The market-implied 1-standard-deviation range for IHDG extends from approximately $45.37 on the downside to $53.75 on the upside. A IHDG covered call collects premium on an existing long IHDG position, trading off upside above the short call strike for immediate income; the short strike selection should reflect the trader's view on whether IHDG will breach that level within the expiration window. Current IHDG IV rank near 22.31% sits in the lower third of its 1-year distribution, where IV often re-expands toward the mean; this favors premium-buying structures and disadvantages premium-selling structures on IHDG at 29.50%. As a Financial Services name, IHDG options can move on sector-level news flow (peer earnings, regulatory updates, industry-specific macro data) in addition to IHDG-specific events.

IHDG covered call positions are structurally neutral to slightly bullish; the modeled P&L assumes European-style exercise at expiration and ignores early assignment, transaction costs, dividends paid before expiry on the stock leg (when present), and the bid-ask spread on the listed chain. IHDG positions also carry Financial Services sector concentration risk; news flow inside the sector (peer earnings, regulatory shifts, supply-chain headlines) can move IHDG alongside the broader basket even when IHDG-specific fundamentals are unchanged. Short-premium structures like a covered call on IHDG carry tail risk when realized volatility exceeds the implied move; review historical IHDG earnings reactions and macro stress periods before sizing. Always rebuild the position from current IHDG chain quotes before placing a trade.

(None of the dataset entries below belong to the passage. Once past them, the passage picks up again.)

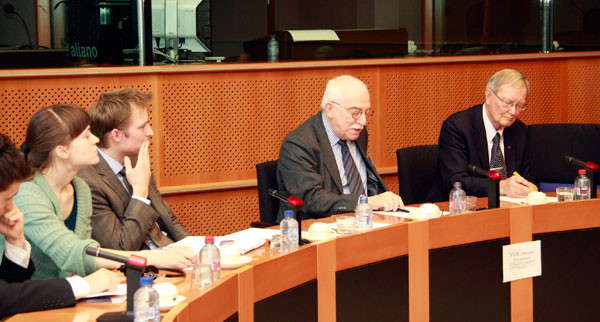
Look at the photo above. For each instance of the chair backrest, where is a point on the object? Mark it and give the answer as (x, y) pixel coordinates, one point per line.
(266, 175)
(416, 172)
(549, 143)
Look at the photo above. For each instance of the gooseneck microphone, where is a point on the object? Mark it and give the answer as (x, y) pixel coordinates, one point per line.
(493, 184)
(587, 164)
(10, 9)
(490, 174)
(297, 204)
(289, 199)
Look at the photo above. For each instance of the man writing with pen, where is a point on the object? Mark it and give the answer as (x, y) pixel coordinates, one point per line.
(489, 136)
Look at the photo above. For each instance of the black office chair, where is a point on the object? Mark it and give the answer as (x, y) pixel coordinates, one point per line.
(416, 172)
(266, 175)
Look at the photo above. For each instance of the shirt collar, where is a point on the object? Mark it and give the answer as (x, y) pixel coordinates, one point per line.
(112, 163)
(490, 130)
(333, 138)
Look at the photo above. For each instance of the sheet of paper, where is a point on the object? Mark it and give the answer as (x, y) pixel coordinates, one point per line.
(333, 225)
(523, 200)
(521, 260)
(313, 35)
(120, 294)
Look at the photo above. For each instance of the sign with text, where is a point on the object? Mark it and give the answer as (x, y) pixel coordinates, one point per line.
(521, 260)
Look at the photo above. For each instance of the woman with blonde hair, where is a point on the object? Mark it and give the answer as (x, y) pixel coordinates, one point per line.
(57, 205)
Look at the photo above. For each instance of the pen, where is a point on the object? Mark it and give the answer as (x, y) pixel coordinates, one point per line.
(518, 175)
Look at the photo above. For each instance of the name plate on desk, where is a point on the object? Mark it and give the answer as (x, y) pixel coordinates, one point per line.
(521, 260)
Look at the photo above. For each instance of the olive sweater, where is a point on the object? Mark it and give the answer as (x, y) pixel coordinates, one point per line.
(56, 251)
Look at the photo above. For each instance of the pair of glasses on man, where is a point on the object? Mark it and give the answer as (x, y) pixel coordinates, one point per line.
(355, 111)
(518, 107)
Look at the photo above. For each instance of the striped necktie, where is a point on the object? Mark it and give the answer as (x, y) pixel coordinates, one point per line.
(355, 183)
(497, 161)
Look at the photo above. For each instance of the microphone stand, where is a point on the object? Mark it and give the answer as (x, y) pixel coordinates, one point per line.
(134, 267)
(296, 204)
(493, 185)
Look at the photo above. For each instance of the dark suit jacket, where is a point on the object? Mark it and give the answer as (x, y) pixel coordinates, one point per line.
(307, 170)
(120, 222)
(462, 142)
(17, 294)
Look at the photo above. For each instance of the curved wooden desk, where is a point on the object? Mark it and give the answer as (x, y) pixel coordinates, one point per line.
(447, 269)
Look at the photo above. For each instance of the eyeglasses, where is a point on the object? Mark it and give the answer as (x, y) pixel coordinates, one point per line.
(518, 107)
(355, 111)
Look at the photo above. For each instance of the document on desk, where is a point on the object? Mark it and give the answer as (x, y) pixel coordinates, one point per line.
(246, 240)
(523, 200)
(521, 260)
(117, 296)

Frequently asked questions

What is a covered call on IHDG?
A covered call on IHDG is the covered call strategy applied to IHDG (etf). The strategy is structurally neutral to slightly bullish: A covered call pairs long stock with a short out-of-the-money call, collecting premium and capping upside above the short strike in exchange for income. With IHDG etf trading near $49.56, the strikes shown on this page are snapped to the nearest listed IHDG chain strike and the premiums come straight from the end-of-day bid/ask midpoint.
How are IHDG covered call max profit and max loss calculated?

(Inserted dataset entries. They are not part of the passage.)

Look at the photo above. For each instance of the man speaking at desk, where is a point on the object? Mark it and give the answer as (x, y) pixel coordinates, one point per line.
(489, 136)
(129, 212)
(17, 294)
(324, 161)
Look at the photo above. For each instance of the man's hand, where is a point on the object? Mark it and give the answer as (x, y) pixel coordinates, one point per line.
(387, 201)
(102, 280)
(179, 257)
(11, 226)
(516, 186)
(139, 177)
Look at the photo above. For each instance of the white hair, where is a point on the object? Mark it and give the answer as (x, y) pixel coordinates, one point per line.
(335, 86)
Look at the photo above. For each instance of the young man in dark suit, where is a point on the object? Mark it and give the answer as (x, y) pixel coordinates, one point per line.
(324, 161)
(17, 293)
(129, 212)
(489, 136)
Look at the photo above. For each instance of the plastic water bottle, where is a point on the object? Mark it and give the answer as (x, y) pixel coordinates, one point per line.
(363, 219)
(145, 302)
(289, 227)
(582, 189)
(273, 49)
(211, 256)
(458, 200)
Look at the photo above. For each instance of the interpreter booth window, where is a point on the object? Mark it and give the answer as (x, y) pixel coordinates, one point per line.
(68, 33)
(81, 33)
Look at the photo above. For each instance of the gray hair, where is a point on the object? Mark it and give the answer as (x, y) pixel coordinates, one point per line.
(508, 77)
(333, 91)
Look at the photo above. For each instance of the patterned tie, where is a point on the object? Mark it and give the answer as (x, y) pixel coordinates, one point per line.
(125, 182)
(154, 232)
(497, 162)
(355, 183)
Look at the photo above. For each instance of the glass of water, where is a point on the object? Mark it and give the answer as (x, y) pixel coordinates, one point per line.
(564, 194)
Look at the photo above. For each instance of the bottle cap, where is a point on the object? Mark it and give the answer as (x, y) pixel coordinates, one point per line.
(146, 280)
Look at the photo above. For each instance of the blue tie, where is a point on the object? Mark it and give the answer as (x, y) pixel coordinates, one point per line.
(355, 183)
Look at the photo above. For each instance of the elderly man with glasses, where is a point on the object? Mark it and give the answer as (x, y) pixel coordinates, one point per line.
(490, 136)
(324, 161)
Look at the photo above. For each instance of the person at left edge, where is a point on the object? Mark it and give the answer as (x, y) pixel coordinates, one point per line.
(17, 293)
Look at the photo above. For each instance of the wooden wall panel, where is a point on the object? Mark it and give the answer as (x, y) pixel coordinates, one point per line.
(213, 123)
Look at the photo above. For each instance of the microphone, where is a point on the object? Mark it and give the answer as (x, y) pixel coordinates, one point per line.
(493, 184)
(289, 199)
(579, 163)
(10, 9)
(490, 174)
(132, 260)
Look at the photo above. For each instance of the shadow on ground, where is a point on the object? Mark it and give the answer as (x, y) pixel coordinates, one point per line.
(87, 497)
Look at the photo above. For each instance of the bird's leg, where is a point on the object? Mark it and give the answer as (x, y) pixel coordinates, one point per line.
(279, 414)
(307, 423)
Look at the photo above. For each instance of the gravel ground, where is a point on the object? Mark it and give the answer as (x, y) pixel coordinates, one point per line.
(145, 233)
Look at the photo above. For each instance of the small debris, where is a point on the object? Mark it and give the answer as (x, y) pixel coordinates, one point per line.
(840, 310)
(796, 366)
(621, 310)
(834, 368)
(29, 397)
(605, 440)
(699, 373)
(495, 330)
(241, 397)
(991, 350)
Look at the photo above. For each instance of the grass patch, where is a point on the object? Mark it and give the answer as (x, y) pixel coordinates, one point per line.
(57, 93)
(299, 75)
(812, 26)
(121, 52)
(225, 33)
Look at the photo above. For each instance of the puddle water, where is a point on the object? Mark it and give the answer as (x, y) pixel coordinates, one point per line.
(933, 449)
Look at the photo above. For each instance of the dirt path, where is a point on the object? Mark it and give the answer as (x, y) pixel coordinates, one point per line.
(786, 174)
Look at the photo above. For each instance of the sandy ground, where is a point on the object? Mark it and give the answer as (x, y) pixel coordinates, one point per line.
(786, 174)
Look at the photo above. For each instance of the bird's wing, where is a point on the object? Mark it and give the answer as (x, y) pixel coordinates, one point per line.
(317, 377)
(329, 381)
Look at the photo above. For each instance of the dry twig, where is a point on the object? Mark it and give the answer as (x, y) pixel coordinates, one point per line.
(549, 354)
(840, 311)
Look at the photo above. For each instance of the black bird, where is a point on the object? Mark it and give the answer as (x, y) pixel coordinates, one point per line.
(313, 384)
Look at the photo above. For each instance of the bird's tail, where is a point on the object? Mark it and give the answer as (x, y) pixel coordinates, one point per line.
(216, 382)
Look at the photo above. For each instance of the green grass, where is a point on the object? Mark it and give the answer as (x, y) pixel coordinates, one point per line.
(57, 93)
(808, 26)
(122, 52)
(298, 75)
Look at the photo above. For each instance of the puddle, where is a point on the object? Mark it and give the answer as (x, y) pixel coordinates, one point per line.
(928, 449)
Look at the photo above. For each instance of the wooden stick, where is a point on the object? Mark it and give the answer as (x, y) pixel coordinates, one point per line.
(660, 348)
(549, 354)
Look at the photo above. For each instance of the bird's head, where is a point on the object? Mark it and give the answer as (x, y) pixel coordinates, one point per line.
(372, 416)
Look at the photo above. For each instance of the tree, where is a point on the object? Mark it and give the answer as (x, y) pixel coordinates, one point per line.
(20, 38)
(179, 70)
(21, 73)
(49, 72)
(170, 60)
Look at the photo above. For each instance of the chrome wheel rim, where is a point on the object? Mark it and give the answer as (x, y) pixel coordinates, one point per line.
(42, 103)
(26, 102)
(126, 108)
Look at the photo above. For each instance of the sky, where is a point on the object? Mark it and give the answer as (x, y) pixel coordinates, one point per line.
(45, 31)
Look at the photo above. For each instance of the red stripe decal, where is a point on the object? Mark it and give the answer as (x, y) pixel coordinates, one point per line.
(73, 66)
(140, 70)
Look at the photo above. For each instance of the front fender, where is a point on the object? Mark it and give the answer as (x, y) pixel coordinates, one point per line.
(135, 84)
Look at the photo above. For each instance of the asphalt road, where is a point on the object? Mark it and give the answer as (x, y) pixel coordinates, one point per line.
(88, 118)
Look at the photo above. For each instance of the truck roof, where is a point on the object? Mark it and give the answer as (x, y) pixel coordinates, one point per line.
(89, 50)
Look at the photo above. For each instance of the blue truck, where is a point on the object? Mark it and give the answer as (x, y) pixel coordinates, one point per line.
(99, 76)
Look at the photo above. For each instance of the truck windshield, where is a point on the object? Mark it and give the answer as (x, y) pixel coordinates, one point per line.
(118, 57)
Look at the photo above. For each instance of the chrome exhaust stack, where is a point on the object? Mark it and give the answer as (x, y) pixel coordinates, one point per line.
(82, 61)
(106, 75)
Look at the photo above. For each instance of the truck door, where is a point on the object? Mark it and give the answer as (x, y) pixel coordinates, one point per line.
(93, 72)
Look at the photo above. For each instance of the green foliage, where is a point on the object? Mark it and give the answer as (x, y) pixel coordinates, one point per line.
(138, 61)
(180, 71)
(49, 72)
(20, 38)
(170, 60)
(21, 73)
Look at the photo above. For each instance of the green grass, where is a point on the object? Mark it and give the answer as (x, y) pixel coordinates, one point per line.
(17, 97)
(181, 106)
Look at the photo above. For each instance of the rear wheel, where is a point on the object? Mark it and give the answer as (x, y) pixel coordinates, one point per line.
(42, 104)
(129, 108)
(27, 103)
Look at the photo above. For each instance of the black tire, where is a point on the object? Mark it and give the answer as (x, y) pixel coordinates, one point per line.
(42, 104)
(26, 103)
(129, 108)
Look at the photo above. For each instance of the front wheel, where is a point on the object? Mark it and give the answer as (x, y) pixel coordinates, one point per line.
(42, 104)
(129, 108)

Max profit equals short-strike minus cost basis plus premium times 100; max loss is cost basis minus premium (at zero). Breakeven is cost basis minus premium. For the IHDG covered call priced from the end-of-day chain at a 30-day expiry (ATM IV 29.50%), the computed maximum profit is unbounded per contract and the computed maximum loss is unbounded per contract. Live intraday quotes will differ as the chain moves through the trading session.

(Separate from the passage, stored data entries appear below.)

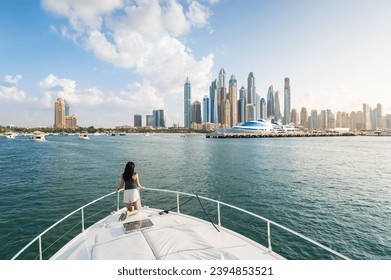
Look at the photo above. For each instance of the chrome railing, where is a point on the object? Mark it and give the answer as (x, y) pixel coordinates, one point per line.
(218, 203)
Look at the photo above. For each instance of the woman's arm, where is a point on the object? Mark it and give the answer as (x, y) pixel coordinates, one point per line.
(138, 182)
(121, 184)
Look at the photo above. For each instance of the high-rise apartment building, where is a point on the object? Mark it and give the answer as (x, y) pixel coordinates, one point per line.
(206, 109)
(149, 120)
(213, 102)
(233, 100)
(304, 117)
(270, 102)
(367, 117)
(196, 112)
(287, 101)
(66, 108)
(187, 104)
(250, 89)
(313, 124)
(277, 107)
(242, 105)
(158, 118)
(221, 95)
(263, 109)
(137, 121)
(59, 113)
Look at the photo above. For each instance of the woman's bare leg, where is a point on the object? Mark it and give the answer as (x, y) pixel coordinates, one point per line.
(136, 207)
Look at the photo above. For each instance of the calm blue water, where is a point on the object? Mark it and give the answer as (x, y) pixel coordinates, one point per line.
(334, 190)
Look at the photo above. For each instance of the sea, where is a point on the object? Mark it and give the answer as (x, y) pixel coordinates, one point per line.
(334, 190)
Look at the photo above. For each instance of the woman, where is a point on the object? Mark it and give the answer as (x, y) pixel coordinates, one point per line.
(131, 194)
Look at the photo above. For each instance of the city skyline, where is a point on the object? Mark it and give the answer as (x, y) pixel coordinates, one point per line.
(114, 59)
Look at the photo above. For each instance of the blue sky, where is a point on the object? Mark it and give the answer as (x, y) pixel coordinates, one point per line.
(116, 58)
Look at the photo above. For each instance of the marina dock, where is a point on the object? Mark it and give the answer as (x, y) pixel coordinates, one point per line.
(281, 135)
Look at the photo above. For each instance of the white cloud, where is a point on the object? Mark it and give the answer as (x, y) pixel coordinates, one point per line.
(142, 35)
(9, 89)
(198, 14)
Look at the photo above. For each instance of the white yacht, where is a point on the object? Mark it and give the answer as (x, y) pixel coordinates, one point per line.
(37, 136)
(84, 136)
(164, 233)
(259, 126)
(10, 135)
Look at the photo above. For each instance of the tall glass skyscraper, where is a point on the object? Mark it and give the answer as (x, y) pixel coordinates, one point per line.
(206, 111)
(242, 105)
(196, 112)
(213, 102)
(251, 88)
(187, 104)
(221, 95)
(137, 122)
(158, 118)
(287, 101)
(263, 109)
(270, 102)
(277, 110)
(233, 100)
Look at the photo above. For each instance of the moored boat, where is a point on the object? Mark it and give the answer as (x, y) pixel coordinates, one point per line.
(37, 136)
(10, 135)
(84, 136)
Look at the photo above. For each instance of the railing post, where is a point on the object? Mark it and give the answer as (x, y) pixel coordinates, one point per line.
(218, 214)
(117, 201)
(269, 241)
(40, 248)
(177, 202)
(82, 219)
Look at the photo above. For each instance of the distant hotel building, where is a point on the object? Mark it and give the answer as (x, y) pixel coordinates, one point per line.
(287, 101)
(196, 112)
(137, 120)
(187, 104)
(149, 120)
(158, 118)
(206, 111)
(62, 120)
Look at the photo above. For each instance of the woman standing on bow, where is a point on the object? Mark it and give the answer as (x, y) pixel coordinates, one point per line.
(130, 180)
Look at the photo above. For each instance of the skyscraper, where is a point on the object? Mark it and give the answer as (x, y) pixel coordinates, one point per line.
(270, 102)
(263, 109)
(158, 118)
(233, 100)
(149, 120)
(367, 117)
(196, 112)
(66, 108)
(59, 113)
(277, 110)
(187, 103)
(251, 88)
(206, 109)
(303, 117)
(287, 101)
(242, 105)
(137, 122)
(213, 102)
(221, 92)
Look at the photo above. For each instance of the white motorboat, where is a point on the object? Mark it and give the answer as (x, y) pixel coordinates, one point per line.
(10, 135)
(84, 136)
(162, 234)
(259, 126)
(37, 136)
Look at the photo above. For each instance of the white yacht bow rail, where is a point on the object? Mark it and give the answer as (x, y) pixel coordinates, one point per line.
(178, 194)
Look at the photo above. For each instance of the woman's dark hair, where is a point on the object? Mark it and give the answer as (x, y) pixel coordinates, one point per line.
(129, 171)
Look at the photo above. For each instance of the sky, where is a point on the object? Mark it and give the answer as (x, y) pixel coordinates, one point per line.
(112, 59)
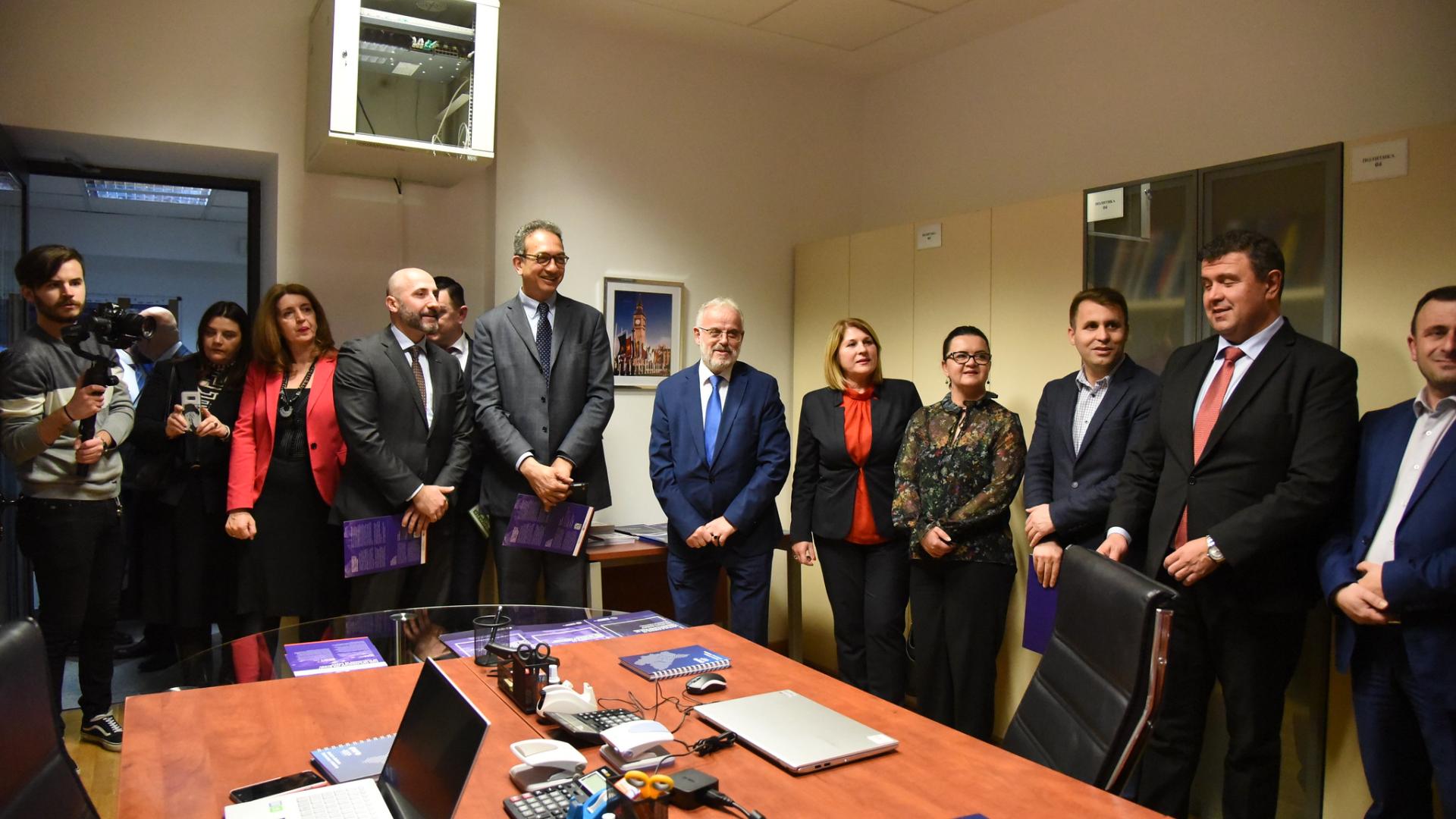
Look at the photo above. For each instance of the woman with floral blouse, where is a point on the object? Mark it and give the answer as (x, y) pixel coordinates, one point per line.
(959, 469)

What is the breakeven for a IHDG covered call?
The breakeven for the IHDG covered call priced on this page is no defined breakeven on the modeled curve at expiration, derived from end-of-day chain premiums. Breakeven is the underlying price at which the strategy's P&L crosses zero ignoring transaction costs and assignment risk. The current IHDG market-implied 1-standard-deviation expected move is approximately 8.46%; if the move sits well outside the breakeven distance, the structure's risk-reward becomes correspondingly tighter.
When should you consider a covered call on IHDG?
Covered calls on IHDG are an income strategy run on existing IHDG etf positions; traders typically sell calls at 25-35 delta with 30-45 days to expiration to balance premium against upside cap.
How does current IHDG implied volatility affect this covered call?
IHDG ATM IV is at 29.50% with IV rank near 22.31%, which is on the low end of its 1-year range. Premium-buying structures (long call, long put, debit spreads) are relatively cheap in this regime; premium-selling structures collect less credit per unit risk.